Scalable Production Scheduling: Linear Complexity via Unified Homogeneous Graphs

arXiv cs.LG / 4/28/2026

📰 NewsIdeas & Deep AnalysisModels & Research

Key Points

  • The paper presents a unified, feature-based “homogenization” graph framework for Job Shop Scheduling that avoids scalability bottlenecks seen in prior RL models caused by heterogeneous architecture or quadratic graph complexity.
  • By projecting different node roles into a shared latent space, it enables a standard homogeneous Graph Isomorphism Network to model resource contention with linear-complexity behavior for low-latency inference.
  • Experiments report state-of-the-art scheduling performance along with consistent zero-shot generalization across instance settings.
  • The authors find that the job-to-machine ratio (not absolute problem size) primarily determines policy effectiveness, and they propose a “structural saturation” hypothesis where training at critical congestion (J≈M) yields scale-invariant conflict-resolution strategies.
  • This saturation-trained approach is claimed to reduce the need for expensive scale-specific retraining and to mitigate overfitting to statistical shortcuts, supporting robust deployment in dynamic industrial production environments.

Abstract

Efficiently solving the Job Shop Scheduling Problem in real-world industrial applications requires policies that are both computationally lean and topologically robust.

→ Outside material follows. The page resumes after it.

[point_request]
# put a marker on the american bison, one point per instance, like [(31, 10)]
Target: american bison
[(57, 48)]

While Reinforcement Learning has shown potential in automating dispatching rules, existing models often struggle with a scalability bottleneck caused by quadratic graph complexity or the architectural overhead of heterogeneous layers. We introduce a unified graph framework that employs feature-based homogenization to project distinct node roles into a shared latent space. This allows a standard homogeneous Graph Isomorphism Network to capture complex resource contention with linear complexity, ensuring low-latency inference for large-scale industrial applications. Our empirical results demonstrate that our framework achieves state-of-the-art performance while exhibiting consistent zero-shot generalization. We identify the job-to-machine ratio as the primary driver of policy effectiveness, rather than absolute problem size. Based on this, we propose a hypothesis of structural saturation, demonstrating that policies trained on critically congested instances (\mathcal{J} \approx \mathcal{M}) learn scale-invariant resolution strategies. Agents trained at this saturation point internalize invariant conflict-resolution logic, allowing them to treat massive rectangular instances as a sequential concatenation of saturated sub-problems. This approach eliminates the need for expensive scale-specific retraining and prevents overfitting to statistical shortcuts, providing a robust and efficient pathway for deploying RL solutions in dynamic production environments.